The aspirations of the middle-class change as they have more income: roti, kapra aur makaan — bread, clothes and shelter, the PPP’s original pledge — become less important. Law and order, good governance and greater opportunities are more essential once the basics are taken care of. In these areas, the PPP promises little and delivers even less.

I caught the edge of this growing small town boom when I drove from Gilgit to Islamabad on the Karakoram Highway a couple of months ago. When I did the Mansehra-Abbottabad stretch after dark a few years ago, there were few lights on. Now, both towns were lit up with advertisements; restaurants were doing brisk business; and oddly, there were scores of CNG pumps with lights blazing.

So clearly, far more people have lots more money to spend. More CNG pumps mean more cars which, in turn, means greater sales and profits down the supply chain. Oddly, this trend defies the worldwide recession that is blighting so many lives in other parts of the world. But despite this improvement in living standards for millions of Pakistanis, serious gaps remain. My son, a Karachi-based entrepreneur, says his firm has a major problem finding qualified staff, even though they pay very well. Many others have voiced the same frustration.

Although we have witnessed a mushroom growth of private schools, colleges and universities, most impart substandard education. And children condemned to suffer at our state institutions start life at a terrible disadvantage. The third educational stream in Pakistan is the one offered by madressahs, and these produce graduates better prepared for the next world than this one.

This key sector has been utterly neglected by successive governments, including this one. But as the middle class expands, demand for better education will increase. Sadly, there seems little capacity to meet this need, given the low priority education has been accorded for decades. Indeed, our appalling literacy rate keeps Pakistan near the bottom of the education table worldwide.

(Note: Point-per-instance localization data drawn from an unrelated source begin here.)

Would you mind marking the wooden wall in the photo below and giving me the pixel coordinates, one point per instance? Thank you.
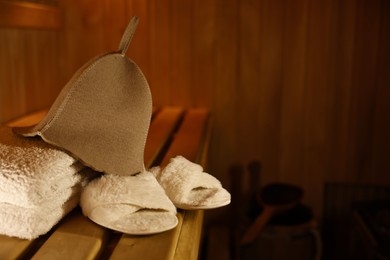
(301, 85)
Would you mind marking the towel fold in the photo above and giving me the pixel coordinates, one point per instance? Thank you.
(39, 185)
(188, 187)
(32, 171)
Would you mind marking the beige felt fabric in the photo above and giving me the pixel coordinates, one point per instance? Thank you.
(102, 115)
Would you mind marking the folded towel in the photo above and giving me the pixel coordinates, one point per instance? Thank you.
(32, 171)
(189, 187)
(29, 223)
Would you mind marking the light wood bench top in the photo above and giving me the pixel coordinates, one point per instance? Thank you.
(173, 131)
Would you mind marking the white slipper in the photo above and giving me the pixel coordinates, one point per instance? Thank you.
(134, 205)
(189, 187)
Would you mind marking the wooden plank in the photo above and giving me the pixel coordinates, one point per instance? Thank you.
(76, 235)
(188, 141)
(29, 15)
(158, 246)
(12, 247)
(160, 130)
(181, 52)
(28, 120)
(189, 241)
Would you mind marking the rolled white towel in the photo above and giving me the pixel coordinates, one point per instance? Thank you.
(32, 171)
(35, 220)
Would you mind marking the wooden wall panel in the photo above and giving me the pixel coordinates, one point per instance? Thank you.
(300, 85)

Apart from education, totally inadequate power generation has hamstrung industry and agriculture, while making summers a living hell for millions. Here, this government has failed utterly. And to reward him for his failure, the minister responsible for the mess has been promoted to the prime ministerial slot. For its incompetence in the power sector alone, this government does not deserve to serve another term.

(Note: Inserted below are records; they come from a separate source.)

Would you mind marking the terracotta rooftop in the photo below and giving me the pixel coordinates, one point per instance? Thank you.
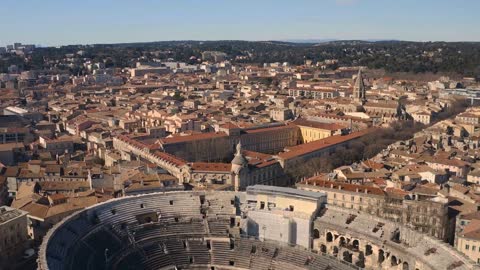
(170, 158)
(216, 167)
(319, 125)
(194, 137)
(343, 186)
(306, 148)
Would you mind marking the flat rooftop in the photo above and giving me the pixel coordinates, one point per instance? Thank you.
(291, 192)
(9, 213)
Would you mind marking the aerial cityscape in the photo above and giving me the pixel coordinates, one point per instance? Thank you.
(204, 135)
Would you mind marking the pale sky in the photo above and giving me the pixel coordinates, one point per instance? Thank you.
(60, 22)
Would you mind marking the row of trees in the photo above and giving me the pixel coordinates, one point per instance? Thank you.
(393, 56)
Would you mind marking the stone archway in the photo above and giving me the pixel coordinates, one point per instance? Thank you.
(343, 241)
(381, 256)
(393, 261)
(329, 236)
(347, 256)
(356, 245)
(368, 250)
(323, 248)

Perversely, as more and more people escape the poverty trap, the less support the PPP is likely to get, given its shrinking rural base. For the young, it is difficult to connect with the cult of the jiyala, the hardcore Bhutto supporter. There is little evidence to suggest that there is any thinking going on within the party high command to change the nature of its appeal. Indeed, the whole concept of introspection and self-analysis runs counter to the party’s ethos.

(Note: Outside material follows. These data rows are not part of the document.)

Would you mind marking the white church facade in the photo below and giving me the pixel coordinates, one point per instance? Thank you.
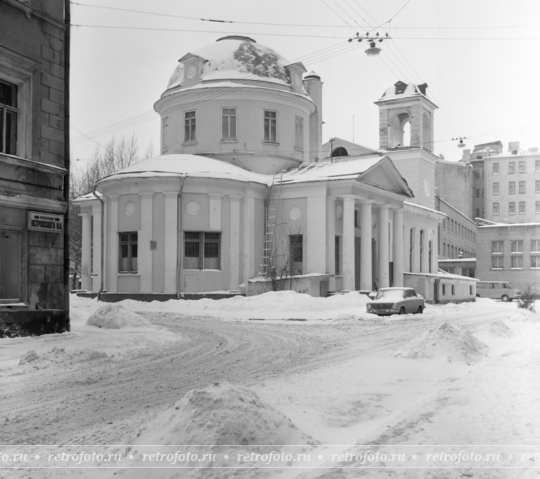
(244, 188)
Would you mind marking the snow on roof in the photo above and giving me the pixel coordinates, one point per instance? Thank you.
(327, 170)
(188, 166)
(508, 225)
(236, 57)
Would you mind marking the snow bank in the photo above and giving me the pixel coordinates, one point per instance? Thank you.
(114, 316)
(448, 342)
(494, 328)
(59, 357)
(222, 419)
(524, 315)
(271, 305)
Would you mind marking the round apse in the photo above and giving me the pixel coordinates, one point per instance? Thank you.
(193, 208)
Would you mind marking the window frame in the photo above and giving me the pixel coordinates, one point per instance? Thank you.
(21, 264)
(296, 249)
(270, 126)
(190, 127)
(202, 241)
(226, 120)
(129, 243)
(299, 133)
(19, 70)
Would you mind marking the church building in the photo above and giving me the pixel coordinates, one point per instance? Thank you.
(244, 195)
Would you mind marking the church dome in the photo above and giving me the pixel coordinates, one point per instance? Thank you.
(236, 58)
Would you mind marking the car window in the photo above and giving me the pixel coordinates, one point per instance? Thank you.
(391, 294)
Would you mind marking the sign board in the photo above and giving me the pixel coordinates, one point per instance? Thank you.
(45, 222)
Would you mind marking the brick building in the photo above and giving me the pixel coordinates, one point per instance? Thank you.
(34, 165)
(509, 252)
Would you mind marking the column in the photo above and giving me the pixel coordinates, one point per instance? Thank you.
(145, 236)
(96, 266)
(316, 234)
(113, 245)
(248, 254)
(366, 282)
(234, 253)
(398, 247)
(171, 241)
(384, 247)
(348, 242)
(86, 257)
(331, 241)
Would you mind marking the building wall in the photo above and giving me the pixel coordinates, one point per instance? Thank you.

As the recent by-elections showed, the PPP’s presence in Punjab is increasingly tenuous, except in the south. In Sindh, it has been pushed to the rural north. So while the economic, demographic and electoral scenario is rapidly changing, the PPP remains rooted in the past. And political parties incapable of evolving become extinct sooner or later.

The writer is the author of Fatal Faultlines: Pakistan, Islam and the West.